The third reason for accepting the reality of junk DNA is to simply think about mutational load. Our genomes, as of other organisms, have undergone lots of mutations during evolution. What would be the consequences if 90% of our genome were really functional and had undergone mutations? How would we have survived and flourished with such a high mutation rate? On the other hand, it's much simpler to understand our survival if we assume that most mutations that happen in our genome happen in junk DNA.
As a summary then, we should be surprised to find someone who says they are surprised by junk DNA. Even someone like me who is not an expert can think of at least three simple reasons to like junk DNA:
1. The understanding that evolution is an inherently messy and inefficient process that often produces junk. This junk may be retained if it's not causing trouble.
2. The realization that the vast differences in genome sizes are much better explained by junk DNA than by assuming that most DNA is truly functional.
3. The understanding that mutational loads would be prohibitive had most of our DNA not been junk.
Finally as a chemist, let me say that I don't find the binding of DNA-binding proteins to random, non-functional stretches of DNA surprising at all. That hardly makes these stretches physiologically important. If evolution is messy, chemistry is equally messy. Molecules stick to many other molecules, and not every one of these interactions has to lead to a physiological event. DNA-binding proteins that are designed to bind to specific DNA sequences would be expected to have some affinity for non-specific sequences just by chance; a negatively charged group could interact with a positively charged one, an aromatic ring could insert between DNA base pairs and a greasy side chain might nestle into a pocket by displacing water molecules. It was a pity the authors of ENCODE decided to define biological functionality partly in terms of chemical interactions which may or may not be biologically relevant.
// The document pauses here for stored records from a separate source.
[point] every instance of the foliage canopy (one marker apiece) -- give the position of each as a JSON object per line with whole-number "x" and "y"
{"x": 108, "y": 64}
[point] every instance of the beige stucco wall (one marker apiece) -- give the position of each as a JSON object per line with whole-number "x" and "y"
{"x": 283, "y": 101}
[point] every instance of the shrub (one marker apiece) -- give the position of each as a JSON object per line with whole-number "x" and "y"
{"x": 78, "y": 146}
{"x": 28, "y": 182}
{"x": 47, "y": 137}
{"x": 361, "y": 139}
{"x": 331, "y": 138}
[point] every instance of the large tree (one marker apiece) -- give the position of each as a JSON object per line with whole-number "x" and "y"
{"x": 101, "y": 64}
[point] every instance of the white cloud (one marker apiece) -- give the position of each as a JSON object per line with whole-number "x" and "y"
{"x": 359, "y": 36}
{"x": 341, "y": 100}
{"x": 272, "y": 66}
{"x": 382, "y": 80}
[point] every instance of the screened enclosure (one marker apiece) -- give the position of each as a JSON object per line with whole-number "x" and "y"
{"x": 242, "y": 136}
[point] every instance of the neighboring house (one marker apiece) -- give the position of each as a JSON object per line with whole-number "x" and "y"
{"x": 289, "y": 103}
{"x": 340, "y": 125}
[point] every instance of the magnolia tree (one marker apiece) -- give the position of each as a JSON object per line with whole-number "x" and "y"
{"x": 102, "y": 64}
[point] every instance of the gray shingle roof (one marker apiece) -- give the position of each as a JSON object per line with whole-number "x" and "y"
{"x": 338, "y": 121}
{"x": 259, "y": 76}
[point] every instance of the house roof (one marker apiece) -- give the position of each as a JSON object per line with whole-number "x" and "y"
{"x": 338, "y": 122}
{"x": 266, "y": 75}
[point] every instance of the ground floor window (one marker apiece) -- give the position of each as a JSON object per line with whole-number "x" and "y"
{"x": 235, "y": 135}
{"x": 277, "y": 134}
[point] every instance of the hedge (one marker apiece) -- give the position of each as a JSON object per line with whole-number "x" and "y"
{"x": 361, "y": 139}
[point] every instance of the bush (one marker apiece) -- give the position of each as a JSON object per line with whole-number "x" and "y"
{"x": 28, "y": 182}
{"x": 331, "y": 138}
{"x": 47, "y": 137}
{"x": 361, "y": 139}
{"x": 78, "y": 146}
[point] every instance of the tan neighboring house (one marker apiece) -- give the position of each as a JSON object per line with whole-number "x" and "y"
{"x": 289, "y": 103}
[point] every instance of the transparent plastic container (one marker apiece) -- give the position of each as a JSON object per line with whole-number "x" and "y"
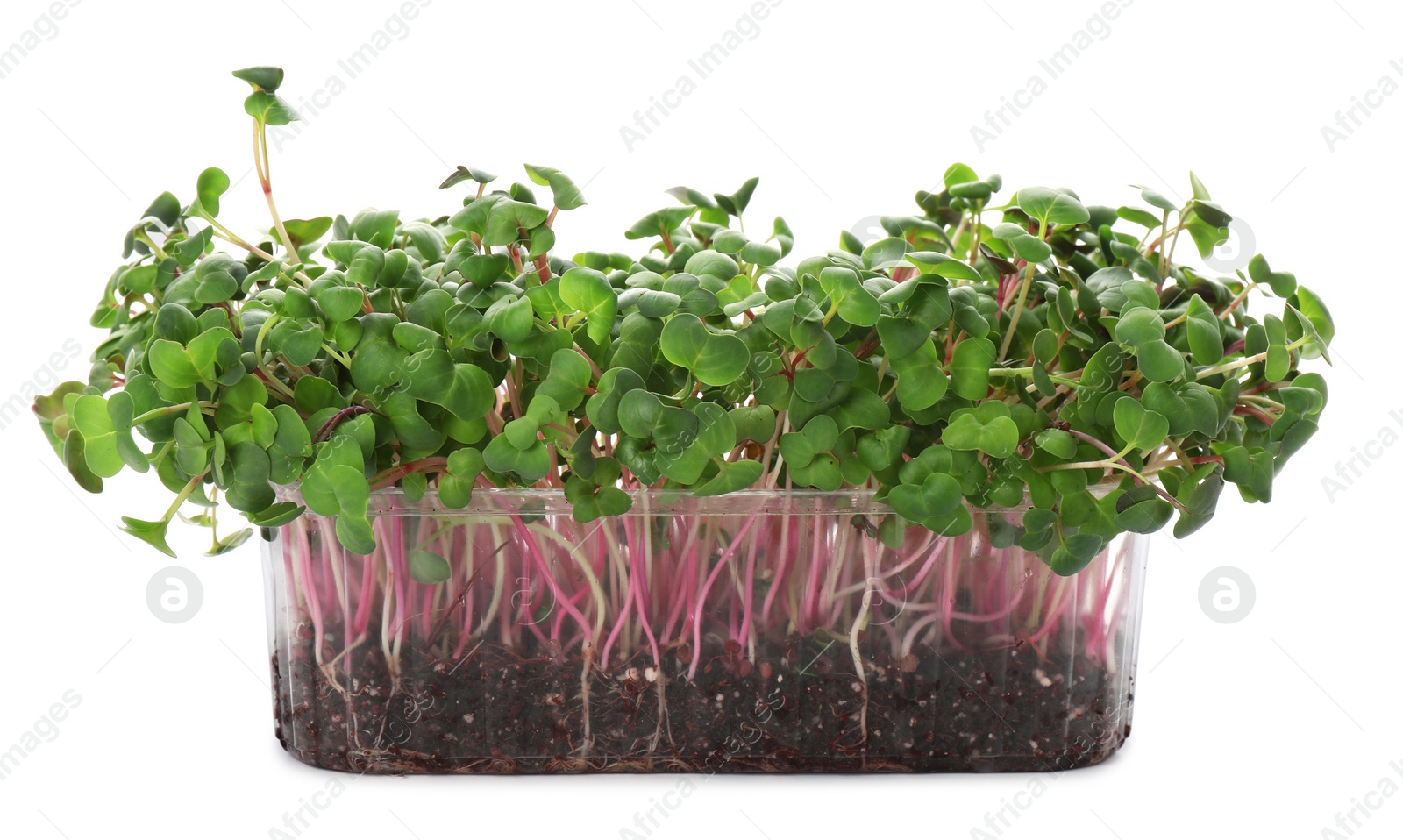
{"x": 757, "y": 631}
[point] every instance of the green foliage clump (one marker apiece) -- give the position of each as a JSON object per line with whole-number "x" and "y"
{"x": 1038, "y": 351}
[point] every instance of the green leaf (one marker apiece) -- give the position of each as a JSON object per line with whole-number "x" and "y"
{"x": 944, "y": 266}
{"x": 210, "y": 185}
{"x": 460, "y": 388}
{"x": 1159, "y": 362}
{"x": 268, "y": 79}
{"x": 93, "y": 421}
{"x": 526, "y": 466}
{"x": 1140, "y": 428}
{"x": 988, "y": 428}
{"x": 588, "y": 290}
{"x": 152, "y": 533}
{"x": 563, "y": 189}
{"x": 1283, "y": 283}
{"x": 970, "y": 367}
{"x": 1157, "y": 199}
{"x": 1309, "y": 304}
{"x": 275, "y": 515}
{"x": 507, "y": 217}
{"x": 937, "y": 495}
{"x": 270, "y": 110}
{"x": 1140, "y": 325}
{"x": 921, "y": 379}
{"x": 1057, "y": 444}
{"x": 1051, "y": 206}
{"x": 733, "y": 477}
{"x": 353, "y": 495}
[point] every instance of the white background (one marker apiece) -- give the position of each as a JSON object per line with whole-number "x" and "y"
{"x": 1262, "y": 728}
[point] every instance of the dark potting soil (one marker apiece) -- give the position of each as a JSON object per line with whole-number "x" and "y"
{"x": 500, "y": 711}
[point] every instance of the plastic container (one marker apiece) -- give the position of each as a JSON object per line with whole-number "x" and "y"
{"x": 757, "y": 631}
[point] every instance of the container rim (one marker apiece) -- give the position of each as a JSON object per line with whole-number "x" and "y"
{"x": 395, "y": 501}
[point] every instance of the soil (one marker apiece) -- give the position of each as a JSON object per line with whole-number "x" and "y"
{"x": 787, "y": 711}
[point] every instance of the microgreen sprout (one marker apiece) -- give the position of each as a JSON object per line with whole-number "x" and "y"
{"x": 1040, "y": 352}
The dustup from the ENCODE findings suggests that scientists continue to find order and purpose in an orderless and purposeless universe which can nonetheless produce structures of great beauty. They would like to find a purpose for everything in nature and are constantly looking for the signal hidden in the noise. Such a quest is consistent with our ingrained sense of pattern recognition and has often led to great discoveries. But the stochastic, contingent, haphazard meanderings of nature mean that sometimes noise is just that, noise. It's a truth we must accept if we want to understand nature as she really is.